The medical examiner's morgue in Hauppauge has a capacity of only 70. In the spring, the office increased capacity sixfold by bringing in two refrigerated trailers and using a former meat processing plant at Suffolk County Farm in Yaphank.

"Their work was herculean to say the least," said Suffolk Legis. Tom Donnelly (D-Deer Park), chairman of the county legislature's public safety committee.

While Hall found the period challenging, "there is a certain walling off that you have to do just to preserve yourself emotionally, psychologically, mentally, spiritually, and such. So you just kind of kick that into high gear."

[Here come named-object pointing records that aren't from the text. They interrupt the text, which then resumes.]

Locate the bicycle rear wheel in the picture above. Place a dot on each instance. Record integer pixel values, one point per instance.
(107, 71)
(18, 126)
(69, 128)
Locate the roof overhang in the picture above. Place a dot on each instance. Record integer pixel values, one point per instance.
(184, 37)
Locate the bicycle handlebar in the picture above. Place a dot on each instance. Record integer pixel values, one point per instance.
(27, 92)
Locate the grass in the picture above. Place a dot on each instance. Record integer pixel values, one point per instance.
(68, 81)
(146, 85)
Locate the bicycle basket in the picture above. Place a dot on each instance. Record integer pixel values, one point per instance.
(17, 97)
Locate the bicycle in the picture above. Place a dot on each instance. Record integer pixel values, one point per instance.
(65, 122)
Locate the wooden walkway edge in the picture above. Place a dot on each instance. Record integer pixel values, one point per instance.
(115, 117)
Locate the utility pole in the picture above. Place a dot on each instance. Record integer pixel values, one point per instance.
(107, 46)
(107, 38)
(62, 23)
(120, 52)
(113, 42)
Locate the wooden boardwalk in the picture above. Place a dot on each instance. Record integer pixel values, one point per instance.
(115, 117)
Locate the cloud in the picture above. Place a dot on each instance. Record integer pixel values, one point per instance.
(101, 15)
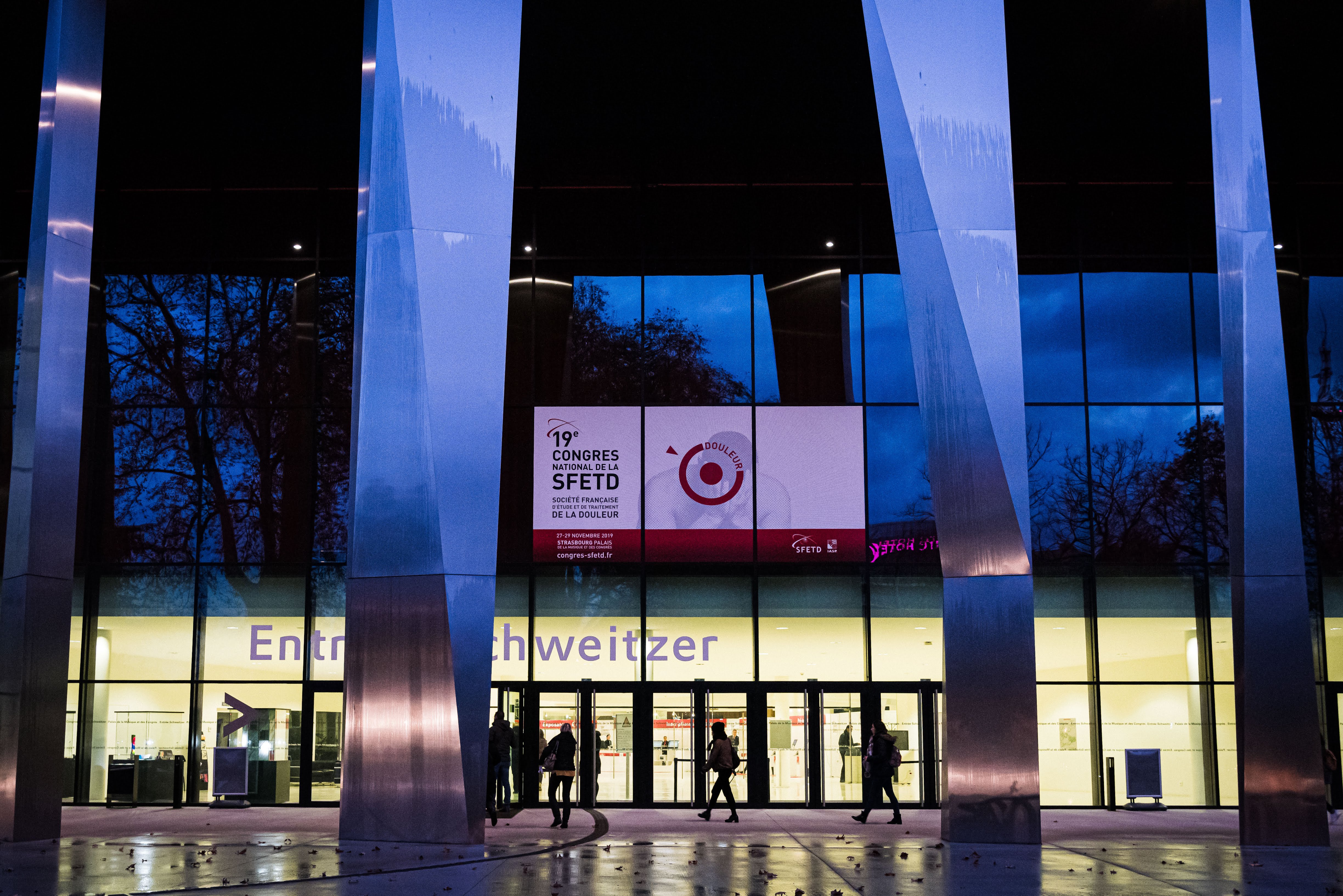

Staff also had to help increased numbers of grieving families, who were not only upset about losing loved ones but also concerned they had been exposed to the coronavirus.

"We are here for the community in the worst hour of their life," Hall said. "There's no manual on how to lose a loved one. Sometimes you just have to sit on the phone in silence and listen to somebody cry."

Hall said the ME's office is prepared to handle another influx of bodies, if necessary, although she's hopeful better medical treatment will lead to fewer deaths. The office has additional morgue space ready, she said.

"Certainly, I don't think anyone would have chosen" the timing of her appointment as chief medical examiner, Hall said. "But sometimes you just have to rise to the occasion."